Proving this is not just a 21st-century phenomena, when the Charleston was all the rage, there were those who disapproved of the fact that the new dancing style allowed women to dance on their own without partners, with all the moral risk that entails. And like the Jamaican dagger artists, participants’ health was also deemed to be at risk. “Charleston knee” – damaging the limbs by flinging them out too enthusiastically during the dance – was a fate to be avoided.
The craze for “jitterbug marathons”, a curious mix of genuine endurance event and staged performance, saw couples in the 1920s and 30s dance non-stop for hours on end to compete for prize money. It was made all the more attractive due to the economic downtown, but often the cash was won by professional dancers who travelled from town to town competing. Participants were allowed brief toilet breaks and the occasional nap, so that the events could last for more than 1,000 hours. Partners even took it in turns to hold each other upright and continue dancing while one slept. In 1923, a man named Homer Morehouse died of exhaustion during one such marathon, and Seattle banned the events in the late 20s after a reported suicide attempt by a competitor who had narrowly missed out on winning. By the mid-1930s, the events were outlawed in many states due to moral objections.

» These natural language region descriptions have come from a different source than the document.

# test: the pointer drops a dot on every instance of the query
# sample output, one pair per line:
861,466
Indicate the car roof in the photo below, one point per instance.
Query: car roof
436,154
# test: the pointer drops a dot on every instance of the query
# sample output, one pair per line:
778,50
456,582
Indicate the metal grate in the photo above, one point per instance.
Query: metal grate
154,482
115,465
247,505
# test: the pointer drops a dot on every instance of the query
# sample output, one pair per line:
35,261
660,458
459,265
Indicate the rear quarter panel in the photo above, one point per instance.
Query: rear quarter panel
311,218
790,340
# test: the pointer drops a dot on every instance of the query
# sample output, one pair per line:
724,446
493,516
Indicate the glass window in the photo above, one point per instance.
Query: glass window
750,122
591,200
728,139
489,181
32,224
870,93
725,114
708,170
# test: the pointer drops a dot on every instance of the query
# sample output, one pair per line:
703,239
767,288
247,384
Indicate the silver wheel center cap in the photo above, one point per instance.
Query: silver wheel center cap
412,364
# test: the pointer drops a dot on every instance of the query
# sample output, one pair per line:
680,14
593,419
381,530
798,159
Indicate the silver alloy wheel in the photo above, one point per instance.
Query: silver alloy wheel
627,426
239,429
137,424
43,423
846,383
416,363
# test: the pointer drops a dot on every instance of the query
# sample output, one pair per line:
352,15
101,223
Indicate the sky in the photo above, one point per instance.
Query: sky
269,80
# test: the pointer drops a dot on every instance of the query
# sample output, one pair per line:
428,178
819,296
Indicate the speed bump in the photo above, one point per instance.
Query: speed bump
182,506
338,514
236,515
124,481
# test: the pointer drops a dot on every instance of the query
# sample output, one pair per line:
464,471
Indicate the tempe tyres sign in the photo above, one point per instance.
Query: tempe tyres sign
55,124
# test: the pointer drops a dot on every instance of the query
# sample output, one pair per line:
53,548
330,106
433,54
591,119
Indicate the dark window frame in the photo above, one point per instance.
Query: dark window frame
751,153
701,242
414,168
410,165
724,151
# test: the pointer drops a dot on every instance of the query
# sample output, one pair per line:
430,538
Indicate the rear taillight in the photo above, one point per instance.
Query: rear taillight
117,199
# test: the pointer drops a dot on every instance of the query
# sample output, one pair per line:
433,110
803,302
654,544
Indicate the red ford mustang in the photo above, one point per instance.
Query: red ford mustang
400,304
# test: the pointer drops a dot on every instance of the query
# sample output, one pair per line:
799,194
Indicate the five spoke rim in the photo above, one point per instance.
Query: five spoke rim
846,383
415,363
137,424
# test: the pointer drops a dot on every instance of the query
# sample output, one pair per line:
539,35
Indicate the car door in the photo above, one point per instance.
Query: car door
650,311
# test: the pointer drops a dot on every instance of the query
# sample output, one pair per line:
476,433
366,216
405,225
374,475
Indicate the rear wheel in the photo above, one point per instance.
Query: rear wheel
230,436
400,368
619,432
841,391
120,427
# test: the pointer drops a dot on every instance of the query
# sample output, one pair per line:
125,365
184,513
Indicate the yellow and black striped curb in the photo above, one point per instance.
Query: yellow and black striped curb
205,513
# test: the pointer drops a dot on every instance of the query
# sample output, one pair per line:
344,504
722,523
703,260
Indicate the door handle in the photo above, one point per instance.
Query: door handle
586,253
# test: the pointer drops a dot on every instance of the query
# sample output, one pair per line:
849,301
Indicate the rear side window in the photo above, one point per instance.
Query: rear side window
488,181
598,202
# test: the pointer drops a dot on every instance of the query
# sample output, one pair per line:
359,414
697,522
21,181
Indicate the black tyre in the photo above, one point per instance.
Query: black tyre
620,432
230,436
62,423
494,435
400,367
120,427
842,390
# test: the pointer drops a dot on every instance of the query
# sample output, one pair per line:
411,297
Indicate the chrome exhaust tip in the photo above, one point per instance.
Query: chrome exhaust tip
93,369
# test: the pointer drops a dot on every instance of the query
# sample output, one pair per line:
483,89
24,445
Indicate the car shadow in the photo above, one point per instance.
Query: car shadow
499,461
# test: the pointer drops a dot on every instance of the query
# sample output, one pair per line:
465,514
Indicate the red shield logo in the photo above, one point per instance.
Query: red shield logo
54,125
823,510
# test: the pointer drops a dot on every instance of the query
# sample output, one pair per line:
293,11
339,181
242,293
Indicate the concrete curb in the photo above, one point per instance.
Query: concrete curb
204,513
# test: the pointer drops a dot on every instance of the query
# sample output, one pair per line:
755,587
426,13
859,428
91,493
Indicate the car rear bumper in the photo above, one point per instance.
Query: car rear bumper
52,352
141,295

Perhaps the strangest dance craze of all were these medieval occurrences. Contemporary reports suggest more than a dozen people died from exhaustion in one outbreak of mass non-stop dancing in Strasbourg in 1518. Suspected culprits include food contaminated with a species of mould that causes LSD-like effects, or a mass psychogenic illness. We can, at least, rule out the influence of social media on that particular craze. Why can’t people just stick to the simple pleasures of the Floss?